Both women echoed fringe talking points that claim — without evidence — that Bolsonaro only lost last year’s election because of fraud in Brazil’s electronic voting machines.
In nearby Blumenau, Flávio Linhares runs the Conservative Movement for Santa Catarina, which he said seeks to raise awareness of conservative beliefs and the values of “Greek philosophy, Roman law and the family”.
Citizens in the region abhorred extremism, he said, and claims of Nazism were exaggerations driven by the “notorious prejudice” of the media.
“I see a certain type of xenophobia against people from the south,” he said, referencing the example of the raised-arm salute, which he noted was often used in official ceremonies. “We can’t say hello on the street without it being considered a Nazi salute.”
Linhares added that conservatives were often excluded from public life, even though rightwing parties dominate the federal Congress and Bolsonaro won almost 70 per cent of the vote in Santa Catarina last year.
However, João Klug, professor of history at the Federal University of Santa Catarina, said justifying the salute as “something ‘common in the region’ does not hold water”.
“Where did they learn to sing the national anthem with their hands outstretched?

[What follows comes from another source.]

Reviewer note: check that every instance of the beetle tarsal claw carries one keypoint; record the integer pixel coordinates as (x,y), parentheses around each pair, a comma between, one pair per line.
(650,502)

And why at this critical moment did these people [in São Miguel do Oeste] see fit to express their patriotism in this way? It is ridiculous to say the least.”

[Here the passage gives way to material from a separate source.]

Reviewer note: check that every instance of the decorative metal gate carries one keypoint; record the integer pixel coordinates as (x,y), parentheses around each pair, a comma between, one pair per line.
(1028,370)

Klug said the neo-Nazi movement was boosted by the presidency of Bolsonaro, a nationalist who employed derogatory language towards minorities. The former president officially stated that Nazism should be repudiated, but his broader sympathy towards far-right groups was taken as tacit encouragement.
Bolsonaro was banned from political office for eight years in June after the country’s electoral court ruled he had abused his presidential powers. Many of his supporters saw that as an act of political persecution.
Ana Lúcia Martins, a leftwing city councillor in Joinville, a conservative stronghold in Santa Catarina state, said hard-right supporters were portraying “themselves as the victim for thinking differently”.
During the July police raids, four of the 15 search and seize mandates were executed in Joinville. “I think extremism has always existed,” said Martins, “but there has been a much stronger expression of it in recent years.”
Radde, the former police officer, said there was often a lack of will among typically conservative police forces to tackle such extremism. “Sometimes they say: ‘Oh, it’s bad, but it’s not a crime’.”